Ghouta orientale, i primi convogli umanitari costretti a tornare indietro

I combattimenti nel Ghouta orientale, in Siria, non hanno permesso ai primi convogli umanitari di terminare la distribuzione di aiuti alla popolazione.

Nella mattinata di lunedì 5 marzo, 46 camion delle Nazioni Unite e della Mezzaluna Rossa, carichi di medicinali e cibo, hanno tentato di entrare nel Ghouta orientale, in Siria. Per loro è stato tuttavia impossibile portare a termine la missione: gli operatori umanitari e il personale sanitario hanno dovuto fare retromarcia prima del previsto, a causa dei combattimenti incessanti tra i ribelli e l’esercito di Bashar al-Assad.

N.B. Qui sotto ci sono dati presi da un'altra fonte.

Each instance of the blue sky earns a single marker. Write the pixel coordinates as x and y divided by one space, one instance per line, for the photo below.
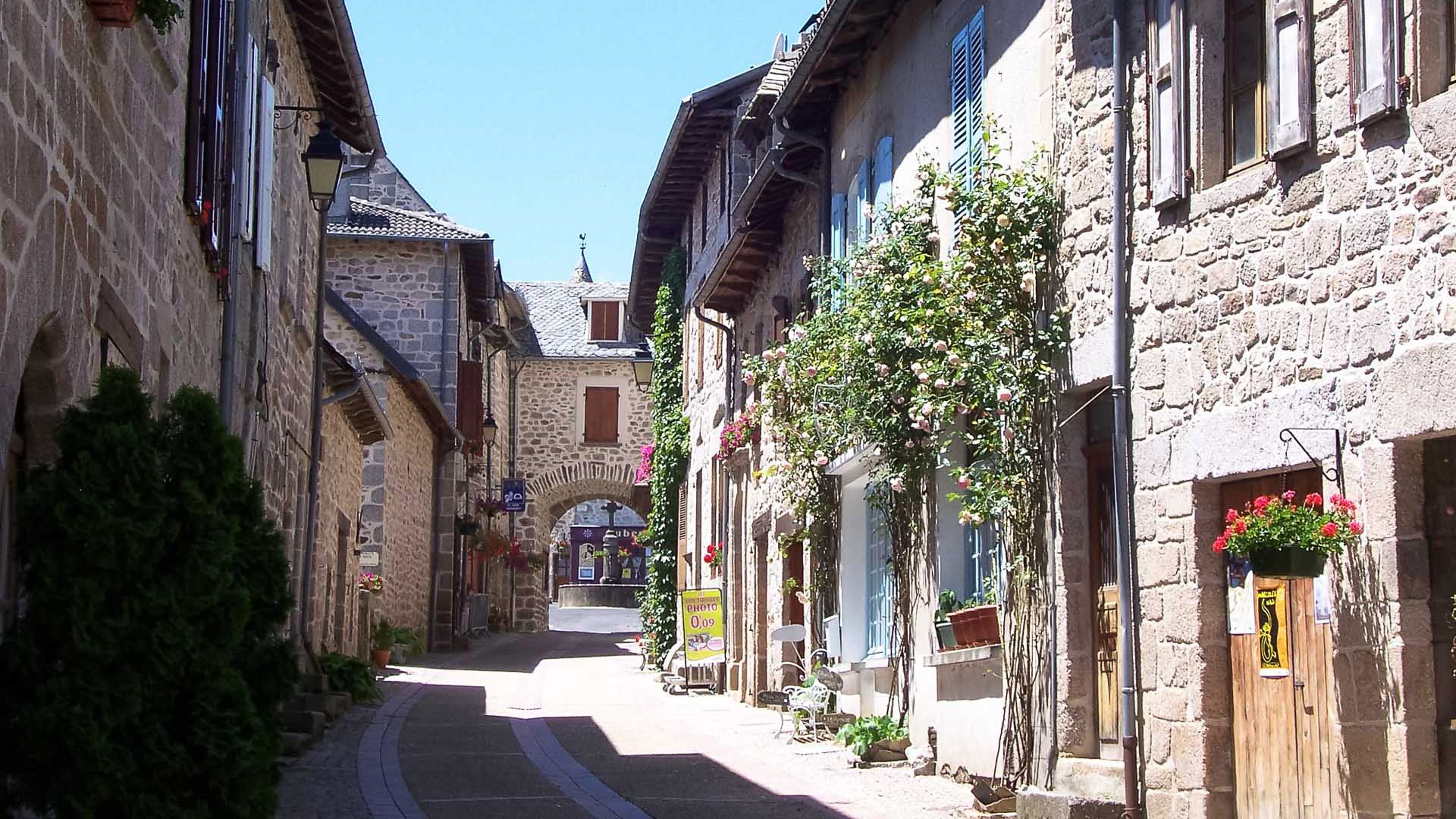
539 120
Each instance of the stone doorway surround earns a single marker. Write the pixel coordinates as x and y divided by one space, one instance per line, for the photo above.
548 497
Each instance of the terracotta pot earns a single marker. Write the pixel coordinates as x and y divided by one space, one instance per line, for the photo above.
946 632
1288 563
962 626
118 14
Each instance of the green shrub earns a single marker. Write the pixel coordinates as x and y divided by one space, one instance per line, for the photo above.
146 672
868 730
350 675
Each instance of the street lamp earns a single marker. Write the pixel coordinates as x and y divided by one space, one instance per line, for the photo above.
324 164
642 368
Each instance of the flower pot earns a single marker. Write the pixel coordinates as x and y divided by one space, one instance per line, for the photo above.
962 626
1288 563
946 632
114 12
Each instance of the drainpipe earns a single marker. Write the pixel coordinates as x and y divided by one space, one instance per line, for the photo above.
315 447
1122 416
226 390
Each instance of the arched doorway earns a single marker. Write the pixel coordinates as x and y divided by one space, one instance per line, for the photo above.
551 497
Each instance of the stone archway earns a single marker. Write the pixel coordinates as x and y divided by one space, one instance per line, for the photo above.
549 496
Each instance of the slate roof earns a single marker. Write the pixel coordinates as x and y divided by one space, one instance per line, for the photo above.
384 222
558 319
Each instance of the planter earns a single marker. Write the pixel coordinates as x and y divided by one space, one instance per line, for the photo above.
979 626
118 14
946 632
1288 563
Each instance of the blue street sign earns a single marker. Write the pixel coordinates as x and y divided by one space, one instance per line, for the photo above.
513 490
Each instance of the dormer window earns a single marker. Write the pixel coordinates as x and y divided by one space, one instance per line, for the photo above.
604 321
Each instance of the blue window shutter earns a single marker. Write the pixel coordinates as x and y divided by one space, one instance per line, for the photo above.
967 104
884 175
836 226
861 199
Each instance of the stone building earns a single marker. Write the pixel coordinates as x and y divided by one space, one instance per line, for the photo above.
395 507
579 419
1292 268
839 93
127 241
425 287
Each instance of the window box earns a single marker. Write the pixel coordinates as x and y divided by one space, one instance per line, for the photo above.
118 14
977 626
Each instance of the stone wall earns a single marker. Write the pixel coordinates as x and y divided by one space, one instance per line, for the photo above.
410 465
1310 292
92 222
334 608
408 292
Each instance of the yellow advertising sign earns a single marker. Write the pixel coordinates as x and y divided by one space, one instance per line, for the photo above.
1272 608
704 626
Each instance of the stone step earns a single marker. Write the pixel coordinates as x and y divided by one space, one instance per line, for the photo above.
332 706
296 744
310 723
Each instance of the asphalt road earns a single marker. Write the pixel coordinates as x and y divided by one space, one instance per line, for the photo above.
564 723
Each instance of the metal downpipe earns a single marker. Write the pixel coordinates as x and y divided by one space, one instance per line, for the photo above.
1122 416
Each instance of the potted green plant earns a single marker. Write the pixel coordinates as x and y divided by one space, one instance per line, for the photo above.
382 642
1283 538
944 632
977 623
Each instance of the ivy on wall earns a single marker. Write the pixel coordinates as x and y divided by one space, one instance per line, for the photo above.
669 468
928 360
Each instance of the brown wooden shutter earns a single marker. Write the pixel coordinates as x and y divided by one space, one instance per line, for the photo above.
1289 76
1376 57
601 414
1168 96
469 410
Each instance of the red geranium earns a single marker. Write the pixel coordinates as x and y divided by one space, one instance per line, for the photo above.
1274 522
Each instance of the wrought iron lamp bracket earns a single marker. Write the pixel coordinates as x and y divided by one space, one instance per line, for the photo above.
1335 472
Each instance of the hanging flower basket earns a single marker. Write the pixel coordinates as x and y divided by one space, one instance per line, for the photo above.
1288 539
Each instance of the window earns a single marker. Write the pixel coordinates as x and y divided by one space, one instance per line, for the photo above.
1244 85
880 588
601 414
1289 77
967 101
884 172
204 168
604 321
1168 99
1376 50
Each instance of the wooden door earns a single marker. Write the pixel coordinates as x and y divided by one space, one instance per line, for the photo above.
1282 684
1103 563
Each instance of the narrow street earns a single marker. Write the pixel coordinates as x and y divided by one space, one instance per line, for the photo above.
564 723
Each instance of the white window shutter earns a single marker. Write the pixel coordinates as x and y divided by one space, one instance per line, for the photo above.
1168 148
1376 57
884 180
248 88
1289 76
262 245
836 226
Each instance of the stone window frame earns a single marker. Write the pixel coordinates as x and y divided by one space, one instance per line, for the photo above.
1432 49
622 318
625 388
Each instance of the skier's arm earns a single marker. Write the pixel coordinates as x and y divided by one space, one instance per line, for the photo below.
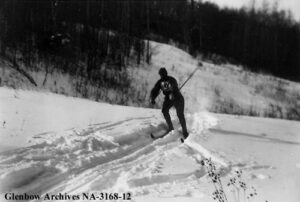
155 91
174 85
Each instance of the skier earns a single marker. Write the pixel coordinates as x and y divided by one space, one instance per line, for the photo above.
173 97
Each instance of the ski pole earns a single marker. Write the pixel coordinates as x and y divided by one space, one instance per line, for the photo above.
191 75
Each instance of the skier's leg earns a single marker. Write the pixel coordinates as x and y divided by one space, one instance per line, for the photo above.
179 105
165 110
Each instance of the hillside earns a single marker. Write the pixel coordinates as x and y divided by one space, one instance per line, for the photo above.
223 88
53 144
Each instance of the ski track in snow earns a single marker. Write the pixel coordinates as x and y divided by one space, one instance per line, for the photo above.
108 157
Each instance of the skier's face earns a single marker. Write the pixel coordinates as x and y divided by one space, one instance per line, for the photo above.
163 76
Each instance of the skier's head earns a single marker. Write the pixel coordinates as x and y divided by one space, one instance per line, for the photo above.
163 72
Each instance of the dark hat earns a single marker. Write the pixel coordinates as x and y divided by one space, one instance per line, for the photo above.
163 72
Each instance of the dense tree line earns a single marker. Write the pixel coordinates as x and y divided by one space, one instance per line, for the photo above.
108 31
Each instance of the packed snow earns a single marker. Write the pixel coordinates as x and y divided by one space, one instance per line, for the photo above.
53 144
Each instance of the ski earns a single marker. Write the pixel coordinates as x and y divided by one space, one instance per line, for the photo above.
160 134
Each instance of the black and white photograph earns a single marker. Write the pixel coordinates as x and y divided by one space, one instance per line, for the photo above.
150 100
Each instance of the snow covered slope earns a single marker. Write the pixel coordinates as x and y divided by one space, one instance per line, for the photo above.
222 88
53 144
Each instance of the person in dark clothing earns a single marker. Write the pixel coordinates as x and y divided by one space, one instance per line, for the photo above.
168 85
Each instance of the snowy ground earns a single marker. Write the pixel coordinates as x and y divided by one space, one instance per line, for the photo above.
56 144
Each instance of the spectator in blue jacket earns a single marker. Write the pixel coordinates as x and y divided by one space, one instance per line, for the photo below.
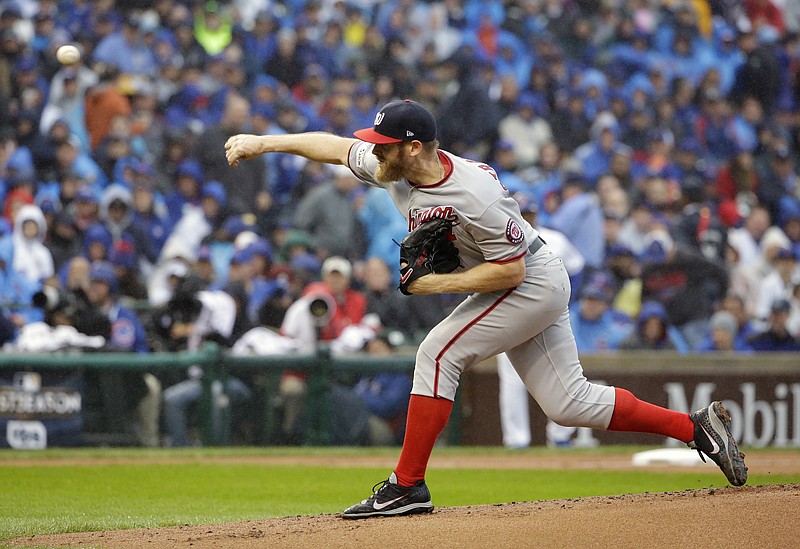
653 332
580 218
386 396
597 327
131 400
721 335
776 338
126 50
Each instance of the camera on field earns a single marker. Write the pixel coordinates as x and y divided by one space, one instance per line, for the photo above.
56 300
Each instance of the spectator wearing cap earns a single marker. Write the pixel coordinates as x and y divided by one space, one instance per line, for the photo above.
714 127
328 214
104 102
779 283
777 179
131 400
746 279
14 200
97 242
127 332
187 183
759 76
698 226
580 219
116 213
86 205
653 333
595 155
286 63
245 186
526 130
720 336
63 239
27 77
67 98
624 270
126 50
597 327
150 216
687 284
737 183
213 27
383 225
259 42
506 164
199 222
384 301
71 157
747 326
122 258
747 239
194 315
776 337
345 307
263 283
789 219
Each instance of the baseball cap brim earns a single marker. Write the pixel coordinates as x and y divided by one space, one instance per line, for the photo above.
371 136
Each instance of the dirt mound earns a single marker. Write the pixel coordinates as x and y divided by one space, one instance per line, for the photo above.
752 516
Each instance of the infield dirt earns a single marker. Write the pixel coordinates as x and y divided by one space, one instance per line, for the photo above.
752 516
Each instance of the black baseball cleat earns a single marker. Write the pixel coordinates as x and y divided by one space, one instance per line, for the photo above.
712 437
390 499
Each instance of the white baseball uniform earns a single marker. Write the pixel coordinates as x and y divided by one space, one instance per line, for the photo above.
530 322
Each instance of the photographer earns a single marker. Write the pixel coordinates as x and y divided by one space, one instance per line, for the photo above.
194 315
68 304
324 310
123 393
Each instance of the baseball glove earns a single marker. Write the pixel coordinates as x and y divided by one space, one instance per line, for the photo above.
427 249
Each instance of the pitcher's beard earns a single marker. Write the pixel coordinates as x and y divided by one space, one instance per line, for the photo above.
388 173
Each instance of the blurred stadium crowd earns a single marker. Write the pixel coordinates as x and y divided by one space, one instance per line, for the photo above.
659 138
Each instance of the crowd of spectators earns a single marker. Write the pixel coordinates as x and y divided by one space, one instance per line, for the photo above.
660 138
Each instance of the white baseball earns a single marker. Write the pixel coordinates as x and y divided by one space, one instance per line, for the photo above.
68 54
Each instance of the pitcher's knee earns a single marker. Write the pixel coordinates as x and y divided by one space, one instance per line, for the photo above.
580 413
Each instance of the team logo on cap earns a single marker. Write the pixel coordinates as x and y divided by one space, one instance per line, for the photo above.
514 232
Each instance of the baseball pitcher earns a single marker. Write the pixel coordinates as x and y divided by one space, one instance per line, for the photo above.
518 303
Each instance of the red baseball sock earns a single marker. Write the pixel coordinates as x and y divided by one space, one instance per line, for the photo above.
427 416
634 415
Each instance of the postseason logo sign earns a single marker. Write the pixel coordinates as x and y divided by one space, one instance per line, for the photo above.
26 408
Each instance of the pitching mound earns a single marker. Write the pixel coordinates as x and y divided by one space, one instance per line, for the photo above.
752 516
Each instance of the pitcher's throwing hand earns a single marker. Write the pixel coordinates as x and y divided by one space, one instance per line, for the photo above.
242 147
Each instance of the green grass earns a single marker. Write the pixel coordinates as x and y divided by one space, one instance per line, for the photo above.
52 498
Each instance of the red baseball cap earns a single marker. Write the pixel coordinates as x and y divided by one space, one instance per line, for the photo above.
399 121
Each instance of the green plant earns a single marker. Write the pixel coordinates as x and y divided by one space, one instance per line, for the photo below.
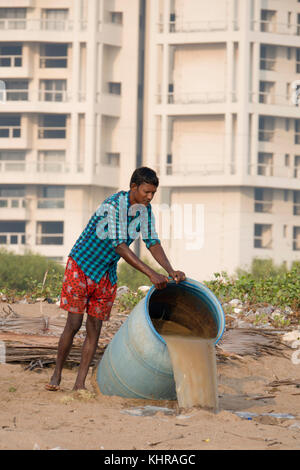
18 271
280 287
129 300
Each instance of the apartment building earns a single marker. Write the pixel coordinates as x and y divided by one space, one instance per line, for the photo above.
222 126
218 116
69 78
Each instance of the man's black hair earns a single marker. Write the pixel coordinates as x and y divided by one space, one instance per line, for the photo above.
144 175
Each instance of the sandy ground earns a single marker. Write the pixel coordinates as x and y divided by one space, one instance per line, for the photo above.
33 418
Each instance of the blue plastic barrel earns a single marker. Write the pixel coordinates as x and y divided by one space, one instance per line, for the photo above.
136 363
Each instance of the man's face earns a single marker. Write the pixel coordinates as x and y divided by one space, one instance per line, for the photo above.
143 194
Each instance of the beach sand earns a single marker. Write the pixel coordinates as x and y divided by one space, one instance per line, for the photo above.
33 418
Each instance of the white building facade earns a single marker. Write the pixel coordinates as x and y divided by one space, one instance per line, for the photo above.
68 110
214 111
222 127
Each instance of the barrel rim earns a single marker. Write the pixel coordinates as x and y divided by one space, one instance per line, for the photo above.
192 283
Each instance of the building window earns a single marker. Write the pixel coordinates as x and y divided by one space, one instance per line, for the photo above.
116 17
52 126
53 90
50 233
263 199
12 197
51 197
297 166
53 55
10 126
114 88
10 55
266 128
12 18
297 131
266 92
12 232
268 21
296 201
52 161
296 238
113 159
55 19
297 60
12 160
267 57
16 90
262 236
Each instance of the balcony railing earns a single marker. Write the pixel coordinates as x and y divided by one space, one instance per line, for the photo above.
50 203
179 26
266 135
189 169
50 239
271 98
12 238
268 63
194 98
52 132
51 62
264 169
57 96
276 28
10 60
7 166
36 24
12 203
10 132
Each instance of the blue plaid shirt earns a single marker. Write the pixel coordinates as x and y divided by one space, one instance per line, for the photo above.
114 222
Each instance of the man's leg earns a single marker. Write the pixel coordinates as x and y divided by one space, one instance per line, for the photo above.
93 329
73 324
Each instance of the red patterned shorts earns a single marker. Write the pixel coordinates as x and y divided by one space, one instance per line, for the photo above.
80 293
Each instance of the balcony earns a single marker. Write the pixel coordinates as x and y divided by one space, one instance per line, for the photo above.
187 169
179 26
194 98
13 208
50 203
262 169
12 202
13 239
37 27
272 99
274 27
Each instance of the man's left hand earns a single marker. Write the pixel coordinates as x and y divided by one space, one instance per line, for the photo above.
177 276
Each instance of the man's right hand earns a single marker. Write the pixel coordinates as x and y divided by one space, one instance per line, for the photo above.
159 280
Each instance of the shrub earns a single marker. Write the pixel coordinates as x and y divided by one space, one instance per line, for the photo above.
25 272
281 288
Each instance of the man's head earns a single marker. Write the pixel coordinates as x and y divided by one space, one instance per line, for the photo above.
143 185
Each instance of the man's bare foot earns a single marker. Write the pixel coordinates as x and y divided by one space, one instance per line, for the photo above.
53 385
77 388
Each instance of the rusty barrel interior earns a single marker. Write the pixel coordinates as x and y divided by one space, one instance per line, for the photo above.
178 310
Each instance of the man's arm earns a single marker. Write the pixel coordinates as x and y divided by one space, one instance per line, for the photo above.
158 253
159 280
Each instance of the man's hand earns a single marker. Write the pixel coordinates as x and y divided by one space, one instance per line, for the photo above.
177 276
158 280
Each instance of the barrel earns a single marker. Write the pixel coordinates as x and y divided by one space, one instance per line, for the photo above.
136 363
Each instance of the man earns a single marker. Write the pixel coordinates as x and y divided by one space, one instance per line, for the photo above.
90 280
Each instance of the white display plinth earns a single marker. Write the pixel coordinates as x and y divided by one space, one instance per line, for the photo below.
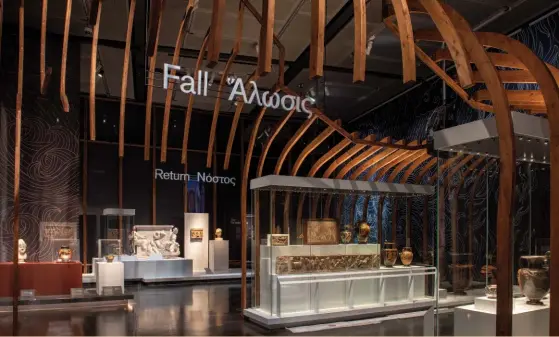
528 320
219 255
109 275
196 249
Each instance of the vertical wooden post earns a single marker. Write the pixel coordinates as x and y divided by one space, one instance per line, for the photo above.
408 222
124 86
63 96
394 219
379 223
453 226
425 228
441 227
214 211
360 41
153 167
93 71
84 196
120 201
318 21
218 10
266 37
17 164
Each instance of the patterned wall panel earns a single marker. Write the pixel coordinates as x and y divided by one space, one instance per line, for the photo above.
50 148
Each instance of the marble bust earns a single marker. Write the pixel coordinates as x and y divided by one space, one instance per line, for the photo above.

Le Nazioni Unite: “Avevamo le autorizzazioni, costretti a ripiegare”

I camion avrebbero dovuto fornire aiuti a circa 27.500 persone, secondo quanto indicato dall’Ufficio di coordinamento degli Affari umanitari delle Nazioni Unite. Si trattava della prima distribuzione effettuata sul territorio dallo scorso 18 febbraio: nonostante la tregua chiesta dalla comunità internazionale, infatti, finora non era stato possibile organizzare alcun invio.

Eppure una settimana fa la Russia di Vladimir Putin aveva accettato il principio di uno stop quotidiano alle ostilità, proprio con l’obiettivo di permettere l’evacuazione dei feriti e la distribuzione di aiuti medici e alimentari alle centinaia di migliaia di civili presenti nell’area. Da parte loro, le Nazioni Unite affermano di aver ricevuto tutte le autorizzazioni necessarie, anche per un altro convoglio previsto per la giornata di giovedì, il cui invio non è però più sicuro a questo punto. Una possibilità sarebbe arrivata dalla stessa Russia, il cui esercito potrebbe garantire una via sicura per entrare nel territorio.

“Le truppe di Assad hanno confiscato farmaci e materiale sanitario”

Ma non è tutto: secondo quanto riferito dall’Organizzazione mondiale della sanità, alla popolazione sarebbero arrivati solamente 5.500 sacchi contenenti cibo. Tutti i farmaci e il materiale sanitario sarebbero infatti stati confiscati dagli ufficiali siriani ai posti di blocco. Un attivista umanitario presente sul posto ha confermato alla radio francese France Info che “il governo ha vietato l’accesso di prodotti per le cure mediche all’interno del Ghouta orientale”. Intanto, secondo l’Osservatorio siriano per i Diritti dell’uomo, i raid effettuati da domenica hanno già ucciso o ferito circa 50 civili. In totale, le vittime sarebbero 740 dall’inizio dell’offensiva; quest’ultima avrebbe permesso alle truppe di Assad di controllare ormai i due terzi del territorio.

Istituita una commissione d’inchiesta indipendente per valutare i fatti

La diplomazia internazionale, nel frattempo, tenta di intercedere presso le parti in conflitto: il presidente della Francia Emmanuel Macron ha lanciato ieri un appello al suo omologo russo chiedendo di “adottare misure reali e concrete” al fine di convincere il regime siriano ad “accettare senza ambiguità” una tregua nel Ghouta orientale. Il presidente iraniano Hassan Rohani ha tuttavia fatto sapere che a suo avviso “la strada per porre fine al conflitto non può che passare per un rafforzamento del governo di Assad”.

Su richiesta del Regno Unito, inoltre, il Consiglio dei Diritti dell’uomo delle Nazioni Unite ha adottato lunedì una risoluzione nella quale si chiede di istituire una commissione d’inchiesta internazionale indipendente sulla Siria, al fine di effettuare “un’analisi completa sugli eventi recenti”. La richiesta è stata però approvata con 29 voti a favore, 14 astenuti e quattro contrari: a conferma del fatto che il mondo è ancora fortemente diviso sulla questione.